Re: PRI #203: Proposed Update UTS #10: Unicode Collation Algorithm

From: Philippe Verdy <verdy_p_at_wanadoo.fr>
Date: Wed, 7 Sep 2011 05:14:51 +0200

I've just tried this idea, and this is working magically as I wanted.
It generates extremely compact collation keys, notably if I no longer
restrict collation levels so that they use a limited range: instead I
explicitly use a level separator, to which I assign the final range of
rationals [7/16 .. 16/16], that I can represent as 4 bits (1111).

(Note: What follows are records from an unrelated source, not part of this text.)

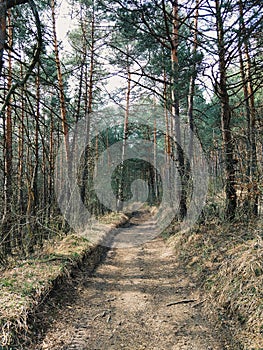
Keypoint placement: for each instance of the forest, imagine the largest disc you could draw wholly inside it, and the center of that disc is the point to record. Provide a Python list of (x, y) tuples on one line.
[(198, 63)]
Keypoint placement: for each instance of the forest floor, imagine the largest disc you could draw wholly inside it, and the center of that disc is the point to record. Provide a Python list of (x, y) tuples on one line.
[(137, 298)]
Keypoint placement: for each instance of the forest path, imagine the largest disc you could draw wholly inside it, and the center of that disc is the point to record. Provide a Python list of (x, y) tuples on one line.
[(124, 304)]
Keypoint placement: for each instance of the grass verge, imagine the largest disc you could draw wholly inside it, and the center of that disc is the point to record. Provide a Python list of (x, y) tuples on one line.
[(25, 284)]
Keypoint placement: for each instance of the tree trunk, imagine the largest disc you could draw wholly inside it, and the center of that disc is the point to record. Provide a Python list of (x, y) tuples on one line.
[(251, 113), (8, 156), (125, 138), (230, 190), (192, 83), (63, 111), (176, 111)]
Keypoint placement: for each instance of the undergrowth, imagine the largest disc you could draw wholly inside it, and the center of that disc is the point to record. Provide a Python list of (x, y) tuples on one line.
[(26, 283)]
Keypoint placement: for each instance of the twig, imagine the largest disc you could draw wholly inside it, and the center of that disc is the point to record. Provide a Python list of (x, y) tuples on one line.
[(199, 303), (184, 301)]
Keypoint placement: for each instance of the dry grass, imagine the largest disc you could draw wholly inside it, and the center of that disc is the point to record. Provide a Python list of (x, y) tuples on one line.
[(25, 284), (227, 260)]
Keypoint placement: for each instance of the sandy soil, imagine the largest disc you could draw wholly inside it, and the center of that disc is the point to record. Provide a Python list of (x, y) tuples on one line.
[(137, 298)]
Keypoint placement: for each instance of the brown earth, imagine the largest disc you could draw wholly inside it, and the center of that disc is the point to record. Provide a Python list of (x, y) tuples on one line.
[(137, 298)]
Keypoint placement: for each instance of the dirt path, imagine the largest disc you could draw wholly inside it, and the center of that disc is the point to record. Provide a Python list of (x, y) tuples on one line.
[(124, 304)]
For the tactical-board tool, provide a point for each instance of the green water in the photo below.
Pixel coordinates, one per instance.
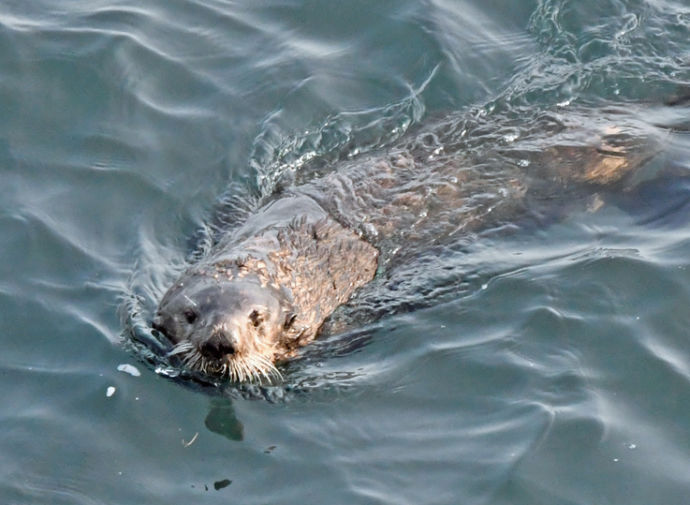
(546, 366)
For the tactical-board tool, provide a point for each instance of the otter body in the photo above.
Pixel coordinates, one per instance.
(266, 288)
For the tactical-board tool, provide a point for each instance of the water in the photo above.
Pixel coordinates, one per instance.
(546, 365)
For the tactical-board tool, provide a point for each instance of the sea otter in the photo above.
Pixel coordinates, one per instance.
(266, 288)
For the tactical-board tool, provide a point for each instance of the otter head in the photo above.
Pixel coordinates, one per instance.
(224, 327)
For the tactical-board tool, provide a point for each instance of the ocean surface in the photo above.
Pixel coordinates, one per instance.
(545, 365)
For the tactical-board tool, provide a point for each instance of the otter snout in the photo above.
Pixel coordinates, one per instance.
(218, 345)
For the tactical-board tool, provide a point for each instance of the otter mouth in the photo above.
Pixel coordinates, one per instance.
(237, 367)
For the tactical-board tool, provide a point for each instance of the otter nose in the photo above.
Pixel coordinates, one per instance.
(217, 346)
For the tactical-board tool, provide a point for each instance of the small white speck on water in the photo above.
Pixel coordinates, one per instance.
(131, 370)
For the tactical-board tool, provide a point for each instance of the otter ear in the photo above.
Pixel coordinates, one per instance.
(289, 320)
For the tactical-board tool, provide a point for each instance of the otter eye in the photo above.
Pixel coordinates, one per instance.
(255, 318)
(190, 316)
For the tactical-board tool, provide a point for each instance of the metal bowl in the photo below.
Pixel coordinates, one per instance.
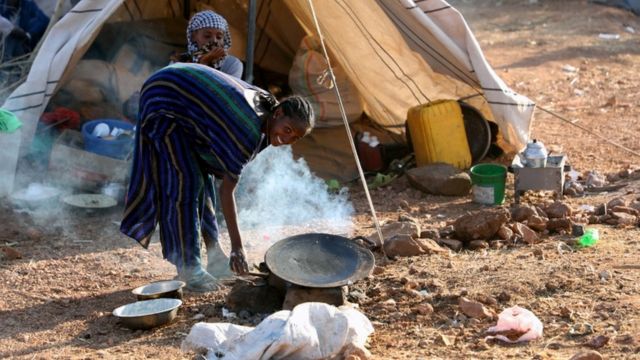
(148, 314)
(160, 289)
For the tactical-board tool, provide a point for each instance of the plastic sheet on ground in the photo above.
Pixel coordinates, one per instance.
(309, 331)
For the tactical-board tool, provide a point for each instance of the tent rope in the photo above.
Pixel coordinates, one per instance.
(552, 113)
(348, 129)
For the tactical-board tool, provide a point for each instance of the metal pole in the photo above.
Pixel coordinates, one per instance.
(251, 35)
(186, 11)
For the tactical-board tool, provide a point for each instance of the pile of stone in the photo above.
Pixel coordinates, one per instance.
(617, 212)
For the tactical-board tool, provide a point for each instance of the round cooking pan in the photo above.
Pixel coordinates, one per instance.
(319, 260)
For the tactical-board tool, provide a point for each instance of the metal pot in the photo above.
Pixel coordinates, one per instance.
(319, 260)
(148, 314)
(114, 190)
(535, 154)
(160, 289)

Then each level can use the collation weights in the half-open range
[0/16 .. 7/16[, which can be splitted in as many elements as needed. I
have also used the [0/16 .. 1/16[ half-open range for the weight
representing ignorable elements: this will use 4 bits(0000) in the
collation keys. This leaves the half-open range [1/16 .. 7/16[ for
representing all non-ignorable weights for this level.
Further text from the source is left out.